No está claro todavía cómo se iniciaron los focos. El ministro de Seguridad de Chile, Luis Cordero, adelantó esta mañana que puede tratarse de fallas eléctricas, conductas negligentes o acciones intencionales, según cita el diario El País. La Fiscalía Nacional se ocupa de investigar qué puedo haber iniciado el fuego. Cordero dijo que la catástrofe es equivalente “en términos de intensidad, como megaincendio”. No es la primera vez que sucede. Hubo incendios forestales de gran magnitud en 2017 y 2023. El de 2024 dejó un saldo de 135 fallecidos.

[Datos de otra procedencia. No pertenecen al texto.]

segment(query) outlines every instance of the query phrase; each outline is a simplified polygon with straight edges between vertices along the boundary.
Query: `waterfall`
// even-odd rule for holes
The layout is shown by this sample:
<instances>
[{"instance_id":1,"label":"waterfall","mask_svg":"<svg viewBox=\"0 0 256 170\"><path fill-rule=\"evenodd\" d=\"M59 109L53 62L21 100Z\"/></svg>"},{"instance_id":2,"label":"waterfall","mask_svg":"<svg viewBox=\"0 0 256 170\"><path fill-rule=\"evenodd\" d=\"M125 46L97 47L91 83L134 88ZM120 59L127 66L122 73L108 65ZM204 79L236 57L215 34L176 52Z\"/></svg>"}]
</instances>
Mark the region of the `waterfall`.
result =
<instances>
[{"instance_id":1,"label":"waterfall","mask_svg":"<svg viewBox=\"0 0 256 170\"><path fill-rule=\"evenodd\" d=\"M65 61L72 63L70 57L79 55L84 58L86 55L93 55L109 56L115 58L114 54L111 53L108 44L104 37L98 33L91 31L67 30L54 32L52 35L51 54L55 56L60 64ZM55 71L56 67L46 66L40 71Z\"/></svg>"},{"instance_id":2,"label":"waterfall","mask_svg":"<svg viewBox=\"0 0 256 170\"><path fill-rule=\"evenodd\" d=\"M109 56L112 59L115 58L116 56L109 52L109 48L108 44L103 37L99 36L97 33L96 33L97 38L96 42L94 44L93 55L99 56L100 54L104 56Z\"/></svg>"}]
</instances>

Los incendios desataron una interna entre el presidente saliente y el electo. Boric tiene previsto reunirse con quien será su sucesor a partir del 11 de marzo, el republicano José Antonio Kast, en La Moneda. Boric dijo el domingo que el trabajo de reconstrucción superará su Administración, por lo que trabajará en conjunto con Kast, quien ha participado de encuentros virtuales con parte del que será su Gabinete. Para Kast la emergencia la que tiene que asumir Boric y su Administración, la reconstrucción de las vivienda y de la infraestructura crítica.